Hell's Gate Roadhouse

Cliffdale Station was divided off from Westmoreland Station in 1959. It was first taken up as a separate lease in 1960 for an annual rent of Three Hundred and Four Pounds and Four Shillings, or Nine Shillings per square km per annum, approximately 34 cents per square km. Cliffdale Station is 1710 square km or 171,000 hectares.  

Bill & Leona Olive and their partners, purchased Cliffdale Station's lease in 1973. At the time, the number of cattle were unable to be estimated as all the stock were feral. No fences had been built nor any buildings erected, except one round paddock of approximately 2.58 square km, and one small set of yards made out of bush timber.  
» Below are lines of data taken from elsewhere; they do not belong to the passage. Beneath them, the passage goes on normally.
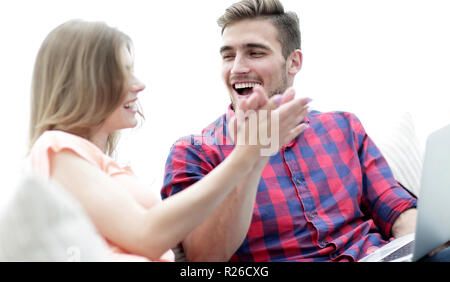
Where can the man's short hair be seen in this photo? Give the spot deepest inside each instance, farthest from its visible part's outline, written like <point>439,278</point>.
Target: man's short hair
<point>286,23</point>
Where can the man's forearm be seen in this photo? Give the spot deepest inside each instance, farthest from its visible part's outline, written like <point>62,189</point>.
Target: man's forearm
<point>218,238</point>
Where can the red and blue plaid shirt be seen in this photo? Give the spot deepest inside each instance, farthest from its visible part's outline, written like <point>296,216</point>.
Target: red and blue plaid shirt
<point>329,195</point>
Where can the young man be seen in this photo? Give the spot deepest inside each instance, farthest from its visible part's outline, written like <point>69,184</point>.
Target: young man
<point>329,195</point>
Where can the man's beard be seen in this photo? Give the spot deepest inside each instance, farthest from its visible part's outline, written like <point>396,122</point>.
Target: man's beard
<point>278,90</point>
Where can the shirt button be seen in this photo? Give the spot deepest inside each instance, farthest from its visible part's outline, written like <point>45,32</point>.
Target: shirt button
<point>323,244</point>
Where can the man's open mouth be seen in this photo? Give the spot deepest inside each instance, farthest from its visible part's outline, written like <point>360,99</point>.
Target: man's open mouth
<point>245,88</point>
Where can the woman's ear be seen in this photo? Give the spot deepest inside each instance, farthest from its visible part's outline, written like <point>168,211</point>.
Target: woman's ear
<point>295,62</point>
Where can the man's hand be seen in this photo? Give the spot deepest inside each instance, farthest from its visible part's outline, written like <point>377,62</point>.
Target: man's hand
<point>405,223</point>
<point>277,121</point>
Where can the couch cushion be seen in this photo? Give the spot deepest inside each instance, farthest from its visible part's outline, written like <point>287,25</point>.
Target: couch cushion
<point>42,222</point>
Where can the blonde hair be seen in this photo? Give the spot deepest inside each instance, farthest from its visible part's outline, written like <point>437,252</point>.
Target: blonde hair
<point>78,79</point>
<point>287,23</point>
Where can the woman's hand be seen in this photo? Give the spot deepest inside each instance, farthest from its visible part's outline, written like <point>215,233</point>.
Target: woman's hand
<point>262,126</point>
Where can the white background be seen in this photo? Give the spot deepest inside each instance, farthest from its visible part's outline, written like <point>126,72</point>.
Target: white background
<point>377,59</point>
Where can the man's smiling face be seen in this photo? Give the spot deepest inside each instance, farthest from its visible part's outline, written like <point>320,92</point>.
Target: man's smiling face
<point>252,55</point>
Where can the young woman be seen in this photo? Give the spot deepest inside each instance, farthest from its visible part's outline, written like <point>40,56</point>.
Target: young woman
<point>83,92</point>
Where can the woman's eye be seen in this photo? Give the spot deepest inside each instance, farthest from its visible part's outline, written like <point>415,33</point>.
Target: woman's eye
<point>256,54</point>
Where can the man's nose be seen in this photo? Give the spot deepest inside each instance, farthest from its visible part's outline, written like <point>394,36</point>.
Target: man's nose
<point>240,65</point>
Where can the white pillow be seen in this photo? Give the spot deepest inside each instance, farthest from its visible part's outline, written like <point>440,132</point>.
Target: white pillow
<point>42,222</point>
<point>400,146</point>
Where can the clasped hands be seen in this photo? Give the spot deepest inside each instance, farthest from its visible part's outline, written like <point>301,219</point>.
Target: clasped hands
<point>265,125</point>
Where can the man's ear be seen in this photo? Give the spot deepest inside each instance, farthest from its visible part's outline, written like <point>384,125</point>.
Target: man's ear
<point>294,62</point>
Shortly after the purchase of the lease, the 1974 beef crash happened. This led to an all time low in beef cattle prices. With this slump in cattle prices, there was no point in continuing to develop the property. The station laid idle until 1980. 

In 1980 with a working capital of $10,000 the next chapter of Cliffdale Station began.  Since 1980, some 322 km of fencing has been erected and 4 dams constructed. No easy task as lines and sites had to be cleared through thick tea tree scrub.  

The Roadhouse 

The completion of the B.T.E.C (Bovine Tuberculosis Eradication Campaign) left the cattle herd completely depleted. Facing a period of six years of extremely low income, the decision was made to establish the Hell's Gate Roadhouse.  In 1985, building materials were purchased and the profusion of red tape applying to the setting up, building, gaining licenses and permits for the roadhouse, were finally untangled, translated into understandable terms and overcome.  Luckily the building was completed before the onset of the wet season.  On April 5th 1986, ‘Hell’s Gate Roadhouse’ was officially opened. 
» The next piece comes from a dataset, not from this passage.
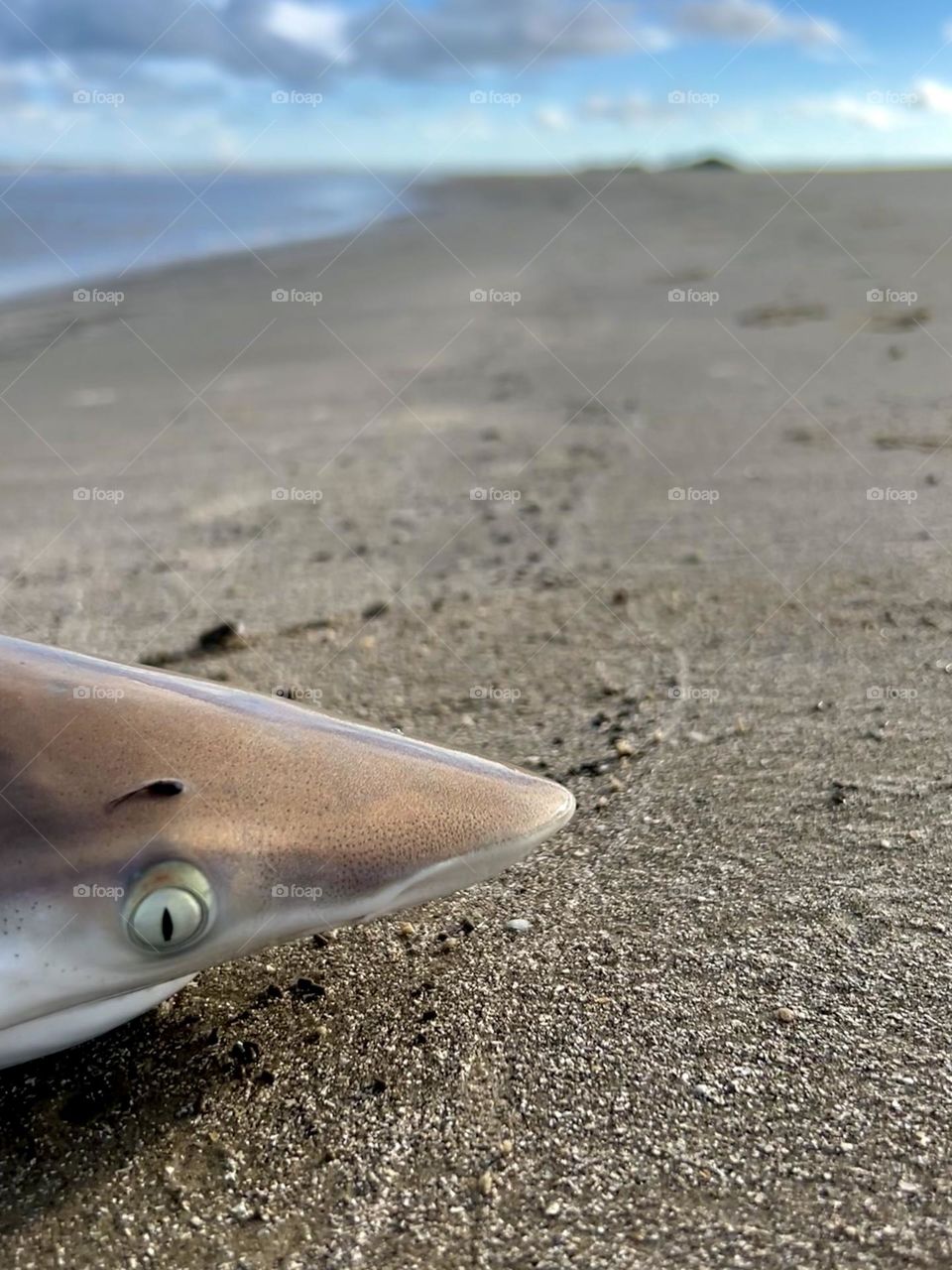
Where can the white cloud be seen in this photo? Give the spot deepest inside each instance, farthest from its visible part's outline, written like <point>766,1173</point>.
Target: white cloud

By now Cliffdale Station had re-established a herd of some 400 tested cattle ‘behind wire’. This herd was tested and certified clean and free of TB in early 1991. 

Where does the name Hell’s Gate Originate 

The roadhouse got its name from a small gap in the escarpment about 1km south where the road passes through that gap called Hell's Gate.  

In the early days of the Gulf settlement the police would escort settlers and travellers from Corinda at the Nicholson River to the portal of Hell's Gate. In those days people travelled either on foot or at best mounted on horses. It was named Hell's Gate because once passed the gap, the travellers were on their own until they reached the safety of police protection at Katherine in the Northern Territory. Considering that roads, 4WD's or two way radios didn't exist then and the land passed Hell's Gate was largely unexplored and considered to be dangerous, the name was quite appropriate.  

In 1881, the legendary explorer, overlander and bushman Nat Buchanan travelled on that same road through Hell's Gate when he guided the first settlers to take up and settle the first two cattle runs in the Northern Territory.